The Wall Street Journal reported in December 2025 that several contractors had received subpoenas about their DEI practices, but until this announcement, DOJ said very little publicly about these FCA investigations.
DOJ Flags Recurring DEI Fact Patterns
Jenny warned, “promoting diversity isn’t inherently unlawful, nor is it a protective talisman.” She identified three fact patterns she said DOJ is seeing repeatedly in DEI investigations:
- The creation and tracking of demographic goals where employee compensation is tied to achieving those goals.
- Executive training or mentoring programs where participation is based on prohibited characteristics.
- “Diverse slate” policies, whereby an organization commits to ensuring that the pool of candidates for a position includes individuals from underrepresented groups.
DOJ’s Expected Outcomes
Jenny offered insights into the resolutions DOJ is hoping to achieve in these matters.
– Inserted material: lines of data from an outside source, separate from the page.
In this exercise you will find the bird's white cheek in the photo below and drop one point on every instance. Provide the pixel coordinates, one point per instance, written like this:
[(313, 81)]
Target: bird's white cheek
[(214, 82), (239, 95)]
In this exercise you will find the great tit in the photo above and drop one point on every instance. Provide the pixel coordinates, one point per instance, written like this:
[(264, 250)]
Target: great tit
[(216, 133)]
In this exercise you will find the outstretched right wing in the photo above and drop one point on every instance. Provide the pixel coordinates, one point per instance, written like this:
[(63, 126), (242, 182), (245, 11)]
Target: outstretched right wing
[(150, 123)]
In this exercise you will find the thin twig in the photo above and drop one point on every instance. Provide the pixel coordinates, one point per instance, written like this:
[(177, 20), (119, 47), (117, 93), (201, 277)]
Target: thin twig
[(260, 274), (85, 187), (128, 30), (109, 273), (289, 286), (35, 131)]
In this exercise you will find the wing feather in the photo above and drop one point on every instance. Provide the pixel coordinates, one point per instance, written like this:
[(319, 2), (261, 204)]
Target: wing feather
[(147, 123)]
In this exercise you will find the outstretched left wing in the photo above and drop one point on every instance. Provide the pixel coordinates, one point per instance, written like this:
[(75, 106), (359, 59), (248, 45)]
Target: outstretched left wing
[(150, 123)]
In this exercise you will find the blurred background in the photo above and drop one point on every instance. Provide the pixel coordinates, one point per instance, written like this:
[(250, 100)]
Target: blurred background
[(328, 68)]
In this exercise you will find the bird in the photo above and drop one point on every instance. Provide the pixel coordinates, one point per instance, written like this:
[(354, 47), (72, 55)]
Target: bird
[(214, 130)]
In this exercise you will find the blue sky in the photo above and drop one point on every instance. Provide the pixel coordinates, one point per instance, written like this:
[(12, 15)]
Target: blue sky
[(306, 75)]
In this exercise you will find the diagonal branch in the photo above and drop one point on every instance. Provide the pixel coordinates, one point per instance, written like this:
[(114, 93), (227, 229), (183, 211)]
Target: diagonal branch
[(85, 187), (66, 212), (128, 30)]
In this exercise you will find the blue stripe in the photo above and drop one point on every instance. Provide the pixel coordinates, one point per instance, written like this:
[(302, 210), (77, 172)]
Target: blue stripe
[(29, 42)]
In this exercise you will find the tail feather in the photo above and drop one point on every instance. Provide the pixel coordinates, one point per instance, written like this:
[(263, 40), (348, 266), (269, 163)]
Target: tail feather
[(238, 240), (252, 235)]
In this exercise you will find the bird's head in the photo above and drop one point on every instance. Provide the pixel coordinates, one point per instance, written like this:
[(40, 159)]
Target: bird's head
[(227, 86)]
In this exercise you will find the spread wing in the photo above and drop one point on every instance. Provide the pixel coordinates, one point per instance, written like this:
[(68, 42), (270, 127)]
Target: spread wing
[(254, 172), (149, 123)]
Alluding to DOJ’s formal policy of providing credit in FCA settlements for cooperation, self-disclosure and remediation, she said DOJ would approach the multiplier added to single damages in these cases using its “usual approach,” including taking into account cooperation, disclosure and “durable remediation suggesting a long-term commitment to reform.” She also noted DOJ’s focus on deterrence and said she would therefore “expect to see penalties” in these cases.
Practical Implications
Jenny’s remarks reinforce that DOJ, including senior management, is closely examining federal funds recipients’ DEI programs for alleged knowing violations of federal anti‑discrimination laws and is focused on changing corporate behavior through FCA investigations. Government contractors and grantees should consider this announcement of practices of concern and other DOJ articulations of the DEI practices it contends are illegal. They should consult with counsel concerning the many FCA defenses available and prepare to defend policies and practices that are important to them and/or for the possibility of DOJ investigations.